NVIDIA's Carmel CPU Core - SPEC2006 Rate

Something that we have a tough time testing on other platforms is the multi-threaded performance of CPUs. On mobile devices thermal constraints largely don’t allow these devices to showcase the true microarchitectural scaling characteristics of a platform, as it's not possible to maintain high clockspeeds. NVIDIA’s Jetson AGX dev kit doesn’t have these issues thanks to its oversized cooler, and this makes it a fantastic opportunity to test out Xavier's eight Carmel cores, as all are able to run at peak frequency without worries about thermals (in our test bench scenario).

SPEC2006 Rate uses the same workloads as the Speed benchmarks, with the only difference being that we’re launching more instances (processes) simultaneously.

Starting off with SPECin2006 rate:

Tegra Xavier AGX - SPECint2006 Speed vs Rate Estimate 

The way that SPEC2006 rate scores are calculated is that it measures the execution time of all instances and uses the same reference time scale as the Speed score- with the only difference here being is that the final score is multiplied by the amount of instances.
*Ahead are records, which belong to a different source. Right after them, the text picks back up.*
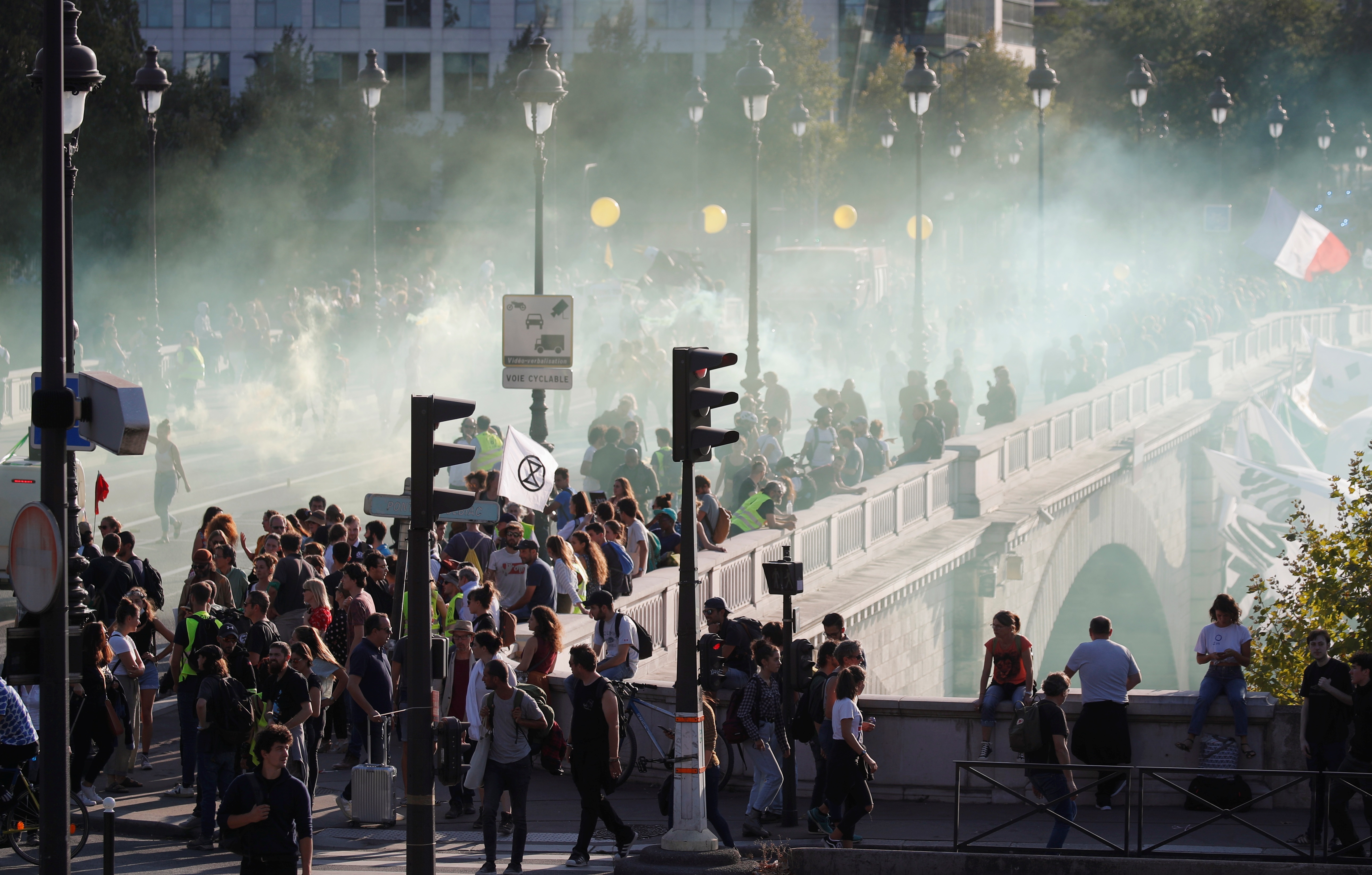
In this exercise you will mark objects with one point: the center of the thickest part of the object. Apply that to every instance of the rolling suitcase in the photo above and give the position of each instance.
(374, 790)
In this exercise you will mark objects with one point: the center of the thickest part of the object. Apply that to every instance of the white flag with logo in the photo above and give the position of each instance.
(526, 470)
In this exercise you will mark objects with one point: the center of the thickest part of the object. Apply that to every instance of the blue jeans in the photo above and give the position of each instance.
(187, 693)
(216, 774)
(1212, 688)
(995, 695)
(766, 771)
(1054, 785)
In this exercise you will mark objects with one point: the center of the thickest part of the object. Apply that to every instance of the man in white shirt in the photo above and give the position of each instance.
(1101, 735)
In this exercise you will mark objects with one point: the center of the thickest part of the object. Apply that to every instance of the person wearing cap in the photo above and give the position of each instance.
(538, 583)
(820, 441)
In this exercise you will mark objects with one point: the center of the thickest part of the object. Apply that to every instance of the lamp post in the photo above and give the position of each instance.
(1042, 83)
(150, 82)
(538, 89)
(755, 84)
(75, 66)
(372, 80)
(696, 102)
(920, 86)
(1220, 103)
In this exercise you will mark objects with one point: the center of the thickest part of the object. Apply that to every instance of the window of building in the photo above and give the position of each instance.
(672, 14)
(278, 13)
(467, 13)
(407, 13)
(409, 82)
(206, 13)
(464, 75)
(215, 65)
(537, 13)
(335, 13)
(726, 14)
(154, 13)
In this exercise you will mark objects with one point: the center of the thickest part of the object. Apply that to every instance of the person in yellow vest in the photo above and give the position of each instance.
(489, 447)
(190, 370)
(761, 511)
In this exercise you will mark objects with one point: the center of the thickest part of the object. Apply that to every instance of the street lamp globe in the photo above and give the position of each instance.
(80, 73)
(1042, 82)
(888, 132)
(1139, 82)
(920, 83)
(799, 117)
(1220, 102)
(1324, 132)
(696, 102)
(372, 80)
(755, 83)
(1277, 119)
(957, 141)
(150, 82)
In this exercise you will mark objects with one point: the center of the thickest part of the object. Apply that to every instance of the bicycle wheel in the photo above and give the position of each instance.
(20, 827)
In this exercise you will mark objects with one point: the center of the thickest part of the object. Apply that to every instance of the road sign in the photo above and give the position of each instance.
(538, 332)
(35, 553)
(75, 440)
(537, 378)
(398, 507)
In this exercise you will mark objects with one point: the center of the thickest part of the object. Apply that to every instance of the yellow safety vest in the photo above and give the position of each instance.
(489, 451)
(748, 518)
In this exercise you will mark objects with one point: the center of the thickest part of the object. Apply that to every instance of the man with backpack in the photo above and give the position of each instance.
(267, 814)
(1051, 748)
(225, 718)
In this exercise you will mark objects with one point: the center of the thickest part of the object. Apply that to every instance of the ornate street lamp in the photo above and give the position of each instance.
(150, 82)
(920, 86)
(372, 80)
(1042, 83)
(755, 84)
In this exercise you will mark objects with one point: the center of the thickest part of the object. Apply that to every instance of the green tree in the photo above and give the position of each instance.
(1331, 589)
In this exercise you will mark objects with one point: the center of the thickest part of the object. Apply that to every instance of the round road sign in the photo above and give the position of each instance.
(35, 557)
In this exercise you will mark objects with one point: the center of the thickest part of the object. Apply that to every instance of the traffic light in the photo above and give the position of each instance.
(692, 402)
(711, 663)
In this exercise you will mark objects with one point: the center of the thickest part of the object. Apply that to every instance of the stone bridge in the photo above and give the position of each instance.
(1100, 503)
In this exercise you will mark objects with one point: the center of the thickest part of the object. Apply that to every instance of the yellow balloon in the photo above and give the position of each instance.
(715, 219)
(604, 212)
(928, 227)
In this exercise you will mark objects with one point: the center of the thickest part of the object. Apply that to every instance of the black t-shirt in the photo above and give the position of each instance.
(1051, 722)
(1326, 719)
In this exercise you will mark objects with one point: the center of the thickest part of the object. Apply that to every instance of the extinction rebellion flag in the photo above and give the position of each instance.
(1296, 242)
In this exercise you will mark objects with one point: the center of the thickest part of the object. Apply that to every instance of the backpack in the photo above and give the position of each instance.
(232, 840)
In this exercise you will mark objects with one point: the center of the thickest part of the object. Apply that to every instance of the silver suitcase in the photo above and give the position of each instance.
(374, 790)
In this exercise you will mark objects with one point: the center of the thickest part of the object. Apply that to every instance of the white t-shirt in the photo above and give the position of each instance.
(628, 638)
(847, 708)
(1216, 641)
(589, 484)
(824, 441)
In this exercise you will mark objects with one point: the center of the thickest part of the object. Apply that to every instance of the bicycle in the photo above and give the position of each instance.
(20, 818)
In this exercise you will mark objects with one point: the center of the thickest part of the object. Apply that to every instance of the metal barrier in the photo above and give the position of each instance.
(1324, 792)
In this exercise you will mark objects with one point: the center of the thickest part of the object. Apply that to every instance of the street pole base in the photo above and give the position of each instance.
(656, 860)
(680, 839)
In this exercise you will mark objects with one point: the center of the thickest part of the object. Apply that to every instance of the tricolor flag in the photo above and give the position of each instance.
(1294, 242)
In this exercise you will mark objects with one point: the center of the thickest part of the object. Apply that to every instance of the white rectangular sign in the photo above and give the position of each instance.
(537, 378)
(537, 332)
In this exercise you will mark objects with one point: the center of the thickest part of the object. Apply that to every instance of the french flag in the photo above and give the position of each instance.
(1296, 242)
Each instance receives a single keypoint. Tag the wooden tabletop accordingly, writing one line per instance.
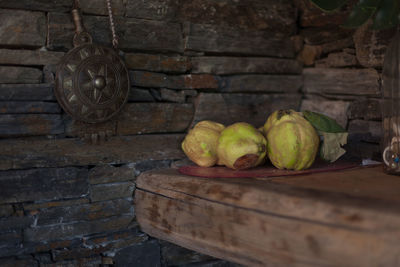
(343, 218)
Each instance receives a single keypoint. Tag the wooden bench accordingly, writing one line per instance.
(343, 218)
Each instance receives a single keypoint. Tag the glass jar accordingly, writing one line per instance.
(391, 107)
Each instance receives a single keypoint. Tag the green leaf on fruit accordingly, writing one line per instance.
(323, 123)
(331, 149)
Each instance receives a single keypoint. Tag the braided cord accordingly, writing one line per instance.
(112, 25)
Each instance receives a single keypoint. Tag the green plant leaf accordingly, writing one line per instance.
(323, 123)
(329, 5)
(387, 15)
(361, 13)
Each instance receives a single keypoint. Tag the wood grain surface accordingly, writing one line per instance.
(345, 218)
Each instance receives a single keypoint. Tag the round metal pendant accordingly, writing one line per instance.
(92, 83)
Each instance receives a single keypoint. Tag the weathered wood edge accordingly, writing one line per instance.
(320, 207)
(256, 239)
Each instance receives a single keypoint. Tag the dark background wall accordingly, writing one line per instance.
(67, 202)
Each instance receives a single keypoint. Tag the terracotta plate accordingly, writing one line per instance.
(263, 171)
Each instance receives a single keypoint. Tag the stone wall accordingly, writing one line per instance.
(67, 202)
(342, 74)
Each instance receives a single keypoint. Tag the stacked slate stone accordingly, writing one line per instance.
(342, 74)
(66, 202)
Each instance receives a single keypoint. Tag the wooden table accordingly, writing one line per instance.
(344, 218)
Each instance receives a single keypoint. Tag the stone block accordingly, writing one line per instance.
(337, 45)
(365, 109)
(143, 254)
(99, 7)
(22, 28)
(157, 63)
(15, 107)
(103, 174)
(59, 5)
(251, 108)
(27, 92)
(47, 246)
(73, 230)
(6, 210)
(102, 243)
(367, 131)
(188, 81)
(319, 36)
(14, 222)
(174, 255)
(30, 124)
(43, 184)
(337, 110)
(273, 17)
(10, 74)
(103, 192)
(24, 153)
(371, 45)
(363, 82)
(140, 118)
(217, 39)
(32, 207)
(13, 262)
(29, 57)
(84, 212)
(10, 239)
(137, 34)
(312, 16)
(75, 128)
(263, 84)
(94, 261)
(240, 65)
I chose to run the rate benchmarks with both 4 and 8 instances to showcase the particularity of NVIDIA’s Carmel CPU core configuration. Here we see the four core run perform roughly as expected, however the eight core run scores are a bit less than you’d expect. To showcase this better, let’s compare the scaling factor in relation to the single-core Speed results:

Tegra Xavier AGX - SPECint2006 Speed vs Rate Scaling

The majority of the 4C workloads scaling near the optimal 4x factor that we’d come to expect, with only a few exceptions having a little worse performance scaling figures. The 8C workloads however showcase significantly worse performance scaling factors, and it’s here where things get interesting:

Because Xavier’s CPU complex consists of four CPU clusters, each with a pair of Carmel cores and 2MB L2 cache shared among each pair, we have a scenario where the CPU cores can be resource constrained. In fact, by default what the kernel scheduler on the AGX does is to try to populate one core within all clusters first, before it schedules anything on the secondary cores within a cluster.

In effect what this means that in the 4C rate scenarios, each core within a cluster essentially has exclusive use of the 2MB L2 cache, while on the 8C rate workloads, the L2 cache has to be actively shared among the two cores, resulting in resource contention and worse performance per core.
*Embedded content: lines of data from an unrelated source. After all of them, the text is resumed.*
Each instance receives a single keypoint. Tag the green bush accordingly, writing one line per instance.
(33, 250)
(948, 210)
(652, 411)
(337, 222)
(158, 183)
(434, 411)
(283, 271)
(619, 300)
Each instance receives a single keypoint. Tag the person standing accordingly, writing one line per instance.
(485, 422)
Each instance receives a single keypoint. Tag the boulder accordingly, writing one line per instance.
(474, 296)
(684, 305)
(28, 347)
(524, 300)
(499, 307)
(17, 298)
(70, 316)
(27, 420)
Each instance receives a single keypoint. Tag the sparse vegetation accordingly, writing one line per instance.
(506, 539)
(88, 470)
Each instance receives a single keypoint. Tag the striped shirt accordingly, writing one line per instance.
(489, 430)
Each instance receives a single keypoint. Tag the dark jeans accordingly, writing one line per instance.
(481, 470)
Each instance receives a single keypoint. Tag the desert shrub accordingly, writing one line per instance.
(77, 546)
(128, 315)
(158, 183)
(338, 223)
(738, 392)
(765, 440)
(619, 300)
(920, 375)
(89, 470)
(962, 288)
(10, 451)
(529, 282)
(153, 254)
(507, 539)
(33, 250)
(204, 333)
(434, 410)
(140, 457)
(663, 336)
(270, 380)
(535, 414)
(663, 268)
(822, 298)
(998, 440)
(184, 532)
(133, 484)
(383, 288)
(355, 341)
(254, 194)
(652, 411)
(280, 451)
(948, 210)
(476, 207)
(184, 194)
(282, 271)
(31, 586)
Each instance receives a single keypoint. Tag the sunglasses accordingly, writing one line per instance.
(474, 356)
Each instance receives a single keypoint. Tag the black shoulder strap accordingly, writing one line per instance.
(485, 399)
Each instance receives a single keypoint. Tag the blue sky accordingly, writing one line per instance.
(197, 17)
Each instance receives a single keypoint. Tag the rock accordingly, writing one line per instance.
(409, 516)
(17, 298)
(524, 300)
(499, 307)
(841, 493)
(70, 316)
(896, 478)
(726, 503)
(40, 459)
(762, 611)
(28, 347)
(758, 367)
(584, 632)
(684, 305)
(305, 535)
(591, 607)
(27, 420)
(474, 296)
The only workloads that aren’t nearly as affected by this, are the workloads which are largely execution unit bound and put less stress on the data plane of the CPU complex, this can be seen in the great scaling of some workloads such as 456.hmmer for example. On the opposite end, workloads such as 462.libquantum suffer dramatically under this kind of CPU setup, and the CPU cores are severely bandwidth starved and can’t process things any faster than if there were just one core per cluster active.

Tegra Xavier AGX - SPECfp2006(C/C++) Speed vs Rate EstimateTegra Xavier AGX - SPECfp2006(C/C++) Speed vs Rate Scaling  

The same analysis can be applied to the floating point rate benchmarks: Some of the less memory sensitive workloads don’t have all that much issue in scaling well with core counts, however others such as 433.milc and 470.lbm again showcase quite bad performance figures when run on all cores on the system.
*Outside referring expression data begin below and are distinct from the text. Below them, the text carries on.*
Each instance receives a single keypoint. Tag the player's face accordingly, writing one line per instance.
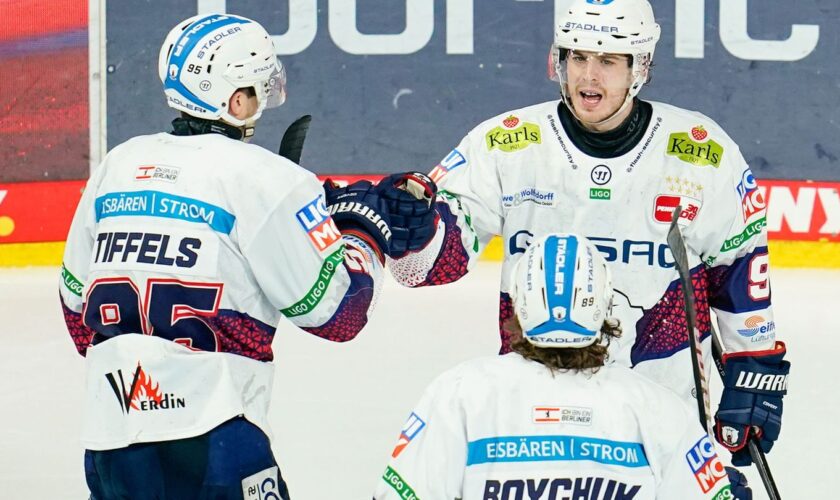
(598, 85)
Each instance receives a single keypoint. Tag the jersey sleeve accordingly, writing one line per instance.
(736, 256)
(429, 458)
(469, 209)
(324, 282)
(76, 262)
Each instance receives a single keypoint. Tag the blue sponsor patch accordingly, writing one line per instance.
(555, 449)
(165, 205)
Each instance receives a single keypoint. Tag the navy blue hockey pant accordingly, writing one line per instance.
(207, 467)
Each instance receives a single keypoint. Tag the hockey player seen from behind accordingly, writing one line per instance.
(602, 162)
(550, 419)
(185, 252)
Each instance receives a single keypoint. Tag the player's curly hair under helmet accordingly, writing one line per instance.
(206, 58)
(610, 27)
(562, 298)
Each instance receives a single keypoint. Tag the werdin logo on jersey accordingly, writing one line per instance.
(557, 488)
(530, 194)
(705, 464)
(689, 150)
(509, 139)
(157, 173)
(319, 226)
(141, 393)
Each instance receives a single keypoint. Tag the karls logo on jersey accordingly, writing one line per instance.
(752, 201)
(557, 488)
(157, 173)
(509, 139)
(546, 414)
(532, 195)
(410, 430)
(695, 148)
(316, 221)
(664, 206)
(452, 161)
(757, 326)
(141, 393)
(705, 464)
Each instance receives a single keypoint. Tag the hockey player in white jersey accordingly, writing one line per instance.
(185, 251)
(549, 420)
(602, 162)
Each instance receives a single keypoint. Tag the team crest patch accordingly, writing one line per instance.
(695, 147)
(510, 138)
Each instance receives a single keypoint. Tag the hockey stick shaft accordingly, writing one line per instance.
(678, 249)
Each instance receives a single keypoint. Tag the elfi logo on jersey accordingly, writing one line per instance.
(316, 221)
(705, 464)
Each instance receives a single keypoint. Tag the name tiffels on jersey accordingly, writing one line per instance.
(157, 173)
(530, 194)
(752, 201)
(316, 221)
(410, 430)
(452, 161)
(141, 393)
(688, 149)
(705, 464)
(547, 414)
(510, 139)
(664, 206)
(146, 248)
(589, 488)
Overall, NVIDIA's design choices for Xavier’s CPU cluster are quite peculiar. It’s possible that NVIDIA either sees a majority of workloads targeted on the AGX to not be an issue in terms of their scaling, or actual use of the platform in automotive use-cases we would see each core in a cluster operating in lock-step with each other, theoretically eliminating possible resource contention issues on the level of the shared L2 cache.

I didn’t get to measure full power figures for all rate benchmarks, but in general the power of an additional core within a separate cluster will scale near linearly with the power figures of the previously discussed single-core Speed runs, meaning the 4-core rate benchmarks showcase active power usage of around ~12-15W. Because performance doesn’t scale linearly with the additional secondary cluster cores, the power increase was also more limited. Here I saw up to a total system power consumption of up to ~31W for workloads such as 456.hmmer (~22W active), while more bottlenecked workloads ran around ~21-25W for the total platform (~12-16W active).

NVIDIA's Carmel CPU Core - SPEC2006 Speed Closing Thoughts
Comments Locked

51 Comments

View All Comments

  • linuxgeex - Friday, November 8, 2019 - link

    Add this line to the following files (linux/bsd or windows)

    /etc/hosts or c:/windows/system32/driver/hosts

    127.0.0.1 ads.servebom.com

    job done.
  • TheinsanegamerN - Friday, January 4, 2019 - link

    auto video ads are hell incarnate.
  • Yojimbo - Friday, January 4, 2019 - link

    Regarding NVIDIA's future CPU core development, I think it's important to note that NVIDIA has developed all major IP blocks on the SoC. That probably allows them to work on integration sooner than if they relied on externally developed IP blocks. Also, they have the ability to tune their cores and fabric to their intended application, which is a narrow subset of what ARM is developing for. I'm guessing NVIDIA doesn't tune the performance of their CPU cores using specint or specfp. They probably look at much more specific and realistic benchmarks.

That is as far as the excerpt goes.